Panelists were asked about strategies used by brand-name manufacturers to maintain market dominance after generic or biosimilar entry, such as product hopping, rebating strategies, and price fixing. Despite the FDA approving over 70 biosimilars, panelists described a persistent “biosimilar void” driven by a range of anticompetitive practices, pricing mechanisms, and regulatory barriers that prevent significant cost savings for patients and payers. Representatives from BIO and PhRMA pointed to the challenges biosimilar manufacturers face in securing favorable formulary placement and navigating the rebate system. Panelists also underscored the burdens posed by regulatory hurdles and pharmacy benefit manager (PBM)-driven market dynamics. There was broad agreement that policy solutions must balance between encouraging competition and sustaining innovation. Key concerns raised include:

• Rebating strategies by pharmacy benefit managers (PBMs) and the need for PBM reform. Panelists criticized PBMs for being secretive and for hiding claims and accurate pricing data from employers.
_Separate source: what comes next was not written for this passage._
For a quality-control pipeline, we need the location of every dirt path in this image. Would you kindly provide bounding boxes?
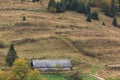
[90,74,105,80]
Several panelists specifically referenced challenges seen from the Humira biosimilars launch, where PBMs continued to push utilization of the higher priced, brand name products to profit from larger rebates. Panelists shared how preference towards brand-name drugs prevent patients from having access to lower-cost alternatives.
• Misuse of the interchangeability designation. Despite no clinical difference between biosimilars and their reference products, some panelists highlighted how misinformation that is often disseminated by brand manufacturers and their proxies persist in confusing providers and patients, limiting uptake of lower-cost biosimilars. Panelists called for increased regulatory oversight into statements and for streamlined biosimilar approval processes.
• Product hopping, where manufacturers reformulate a drug — often with minor therapeutic changes — and then take steps to switch patients to the new version, which impedes generic competition. One panelist noted that there is a greater need for regulations on product hopping in the court system.

The panelists offered several recommendations to address these challenges, including:

• PBM reform, including greater transparency, savings sharing, oversight of formularies, and regulations on business practices,
• Streamlining FDA processes, including eliminating the interchangeability designation and reducing redundant requirements such as 3-way pharmacokinetic (PK) studies that create regulatory and pipeline barriers for biosimilars and generics,
• 340B reform to lower costs and ensure savings benefit patients,
• Addressing challenges in the Inflation Reduction Act’s (IRA) price negotiation provisions that may have chilling effects on innovation or investment, and
• Addressing the high costs of clinical trials to support biosimilar or generic development.